Fitness & Training

Yoga Sequences during Fasting

posted by FitnessFirst Team June 6, 2017 0 comments

Yoga is an ancient science which helps you balance the body, mind and spirit. Yoga involves breathing exercises which increases the capacity of the lungs, more intake of oxygen to the blood stream, poses which help you stretch the muscles increasing flexibility. There are meditation techniques which will help to control over the mind, which will keep the mind focused and have good control over the sense organs.

Design your yoga practice well avoiding dynamic movements and including calming poses and breathing exercises which focuses on the mind and soul.

Yoga sequences during fasting

All non-intense yoga is recommended during fasting. Sun salutations of low intensity with adequate intervals between poses is highly advised, there are few breathing practices and poses which help the body mechanism to function regular during fasting.

Alternate nostril breathing

A simple breathing practice which helps you calm your mind and give a good control over the mind, this also helps to regulate your temperature. Sit in any cross legged posture with spine straight and shoulder relaxed. Left palm on the left knee, right nostril is closed with right thumb inhaling deep through the left nostril. Closing the left nostril with right ring finger exhale slowly from the right, keeping the left nostril still closed inhale from the right. Now close the right nostril with right thumb and exhale from the left. This is one round of practice; continue doing 7, 14 or 21 rounds.

Forward bend sequence 

Backward bend produces heat in body and all forward bending like forehead to the knee pose gives cooling to the body systems. Forward bend relaxes the heart and helps the metabolism by creating a negative suction pressure to the abdominal organs.

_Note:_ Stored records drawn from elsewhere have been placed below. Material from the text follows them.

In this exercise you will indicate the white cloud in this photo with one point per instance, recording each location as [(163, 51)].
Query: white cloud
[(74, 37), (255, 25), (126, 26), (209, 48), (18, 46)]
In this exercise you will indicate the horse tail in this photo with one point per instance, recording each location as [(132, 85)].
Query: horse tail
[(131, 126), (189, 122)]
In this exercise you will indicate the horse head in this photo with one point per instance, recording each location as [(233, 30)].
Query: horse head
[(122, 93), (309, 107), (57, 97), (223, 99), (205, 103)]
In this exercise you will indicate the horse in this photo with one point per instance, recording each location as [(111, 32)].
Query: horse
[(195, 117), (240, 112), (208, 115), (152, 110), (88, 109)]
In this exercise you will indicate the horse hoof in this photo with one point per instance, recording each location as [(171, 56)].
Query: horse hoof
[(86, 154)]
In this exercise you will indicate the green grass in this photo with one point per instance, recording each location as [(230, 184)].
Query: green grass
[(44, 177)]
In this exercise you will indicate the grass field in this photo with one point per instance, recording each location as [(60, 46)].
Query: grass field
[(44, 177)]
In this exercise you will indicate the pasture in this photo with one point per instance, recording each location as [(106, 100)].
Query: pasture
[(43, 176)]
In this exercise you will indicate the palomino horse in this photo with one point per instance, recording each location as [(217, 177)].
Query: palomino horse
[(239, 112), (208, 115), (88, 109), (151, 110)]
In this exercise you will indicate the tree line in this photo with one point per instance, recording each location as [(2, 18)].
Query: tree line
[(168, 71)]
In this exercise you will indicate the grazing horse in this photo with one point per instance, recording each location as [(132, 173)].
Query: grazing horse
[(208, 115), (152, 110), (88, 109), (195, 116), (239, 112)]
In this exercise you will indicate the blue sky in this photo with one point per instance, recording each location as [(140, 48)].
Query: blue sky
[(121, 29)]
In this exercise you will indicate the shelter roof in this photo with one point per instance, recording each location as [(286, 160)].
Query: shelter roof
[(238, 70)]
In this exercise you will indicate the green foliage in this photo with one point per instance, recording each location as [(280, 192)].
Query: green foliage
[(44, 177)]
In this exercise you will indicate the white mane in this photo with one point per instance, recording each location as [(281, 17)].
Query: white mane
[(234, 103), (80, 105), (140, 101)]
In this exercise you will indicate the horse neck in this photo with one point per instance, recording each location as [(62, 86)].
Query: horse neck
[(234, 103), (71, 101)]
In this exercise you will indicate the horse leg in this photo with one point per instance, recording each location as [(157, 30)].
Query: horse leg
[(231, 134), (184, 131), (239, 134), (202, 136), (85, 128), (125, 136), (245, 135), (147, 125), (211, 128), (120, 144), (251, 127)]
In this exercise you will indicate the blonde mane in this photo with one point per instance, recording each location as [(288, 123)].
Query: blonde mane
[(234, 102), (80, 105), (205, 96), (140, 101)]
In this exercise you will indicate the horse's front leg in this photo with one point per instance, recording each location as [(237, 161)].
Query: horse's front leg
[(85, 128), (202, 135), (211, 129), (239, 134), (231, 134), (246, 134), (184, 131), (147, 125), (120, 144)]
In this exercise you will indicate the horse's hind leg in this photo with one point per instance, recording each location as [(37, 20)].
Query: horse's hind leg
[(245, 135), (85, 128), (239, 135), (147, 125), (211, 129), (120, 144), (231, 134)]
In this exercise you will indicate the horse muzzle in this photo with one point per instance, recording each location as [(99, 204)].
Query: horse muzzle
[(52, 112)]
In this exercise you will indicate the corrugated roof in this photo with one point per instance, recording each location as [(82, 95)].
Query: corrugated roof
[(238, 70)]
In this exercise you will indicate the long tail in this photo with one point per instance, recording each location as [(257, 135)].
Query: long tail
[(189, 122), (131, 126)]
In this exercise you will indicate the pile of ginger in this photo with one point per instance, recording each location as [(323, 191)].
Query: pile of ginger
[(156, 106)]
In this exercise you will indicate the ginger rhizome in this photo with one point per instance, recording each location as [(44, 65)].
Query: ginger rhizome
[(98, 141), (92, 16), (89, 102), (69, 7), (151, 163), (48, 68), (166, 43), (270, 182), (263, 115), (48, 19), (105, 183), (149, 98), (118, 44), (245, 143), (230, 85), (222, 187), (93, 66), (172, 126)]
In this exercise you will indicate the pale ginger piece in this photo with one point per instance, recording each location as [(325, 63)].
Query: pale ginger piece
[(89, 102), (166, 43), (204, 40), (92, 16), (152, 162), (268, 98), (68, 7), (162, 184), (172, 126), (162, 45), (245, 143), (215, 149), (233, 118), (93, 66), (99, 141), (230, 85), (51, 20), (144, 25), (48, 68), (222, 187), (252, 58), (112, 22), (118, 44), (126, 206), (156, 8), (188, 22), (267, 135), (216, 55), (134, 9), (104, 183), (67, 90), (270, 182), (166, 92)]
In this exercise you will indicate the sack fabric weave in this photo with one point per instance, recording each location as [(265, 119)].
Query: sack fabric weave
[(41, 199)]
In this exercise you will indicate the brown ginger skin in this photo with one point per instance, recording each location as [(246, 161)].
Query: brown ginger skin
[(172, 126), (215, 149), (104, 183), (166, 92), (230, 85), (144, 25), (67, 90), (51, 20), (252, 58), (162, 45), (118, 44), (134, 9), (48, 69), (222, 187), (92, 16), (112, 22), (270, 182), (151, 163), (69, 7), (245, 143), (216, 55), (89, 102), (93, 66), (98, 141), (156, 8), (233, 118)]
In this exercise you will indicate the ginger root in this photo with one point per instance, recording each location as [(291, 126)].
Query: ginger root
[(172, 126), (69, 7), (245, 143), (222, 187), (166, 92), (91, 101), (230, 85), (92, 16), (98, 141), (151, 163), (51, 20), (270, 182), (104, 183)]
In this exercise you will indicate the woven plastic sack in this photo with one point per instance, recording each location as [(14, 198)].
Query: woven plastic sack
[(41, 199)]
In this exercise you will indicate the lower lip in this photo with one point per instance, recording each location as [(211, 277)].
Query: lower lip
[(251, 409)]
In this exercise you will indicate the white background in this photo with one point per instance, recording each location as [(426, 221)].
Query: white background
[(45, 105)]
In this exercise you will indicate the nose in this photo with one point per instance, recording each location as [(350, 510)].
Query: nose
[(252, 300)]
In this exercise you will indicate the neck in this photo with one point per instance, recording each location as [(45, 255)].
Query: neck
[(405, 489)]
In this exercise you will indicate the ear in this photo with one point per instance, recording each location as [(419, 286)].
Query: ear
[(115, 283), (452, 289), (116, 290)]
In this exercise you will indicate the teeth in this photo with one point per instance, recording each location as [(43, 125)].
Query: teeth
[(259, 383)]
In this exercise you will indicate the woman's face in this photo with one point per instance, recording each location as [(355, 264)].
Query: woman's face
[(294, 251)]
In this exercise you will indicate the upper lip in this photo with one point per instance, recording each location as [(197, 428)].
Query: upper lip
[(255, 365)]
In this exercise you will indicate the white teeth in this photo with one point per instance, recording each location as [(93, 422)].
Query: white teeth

Sequences of forward bending help the heart to pump the blood to the brain and give a good control over the mind. Yoga aims to balance the body in order to still the mind, so cooling forward bends are perfect during the heat of summer while you are in fast.

Forward fold – standing

Has more effects compared to seating forward fold. Helps to energize the heart, focus on the balance gives you a good concentration and determination.

Other poses to try include Hip openers, Wide legged Pose and Half Shoulders stand variations.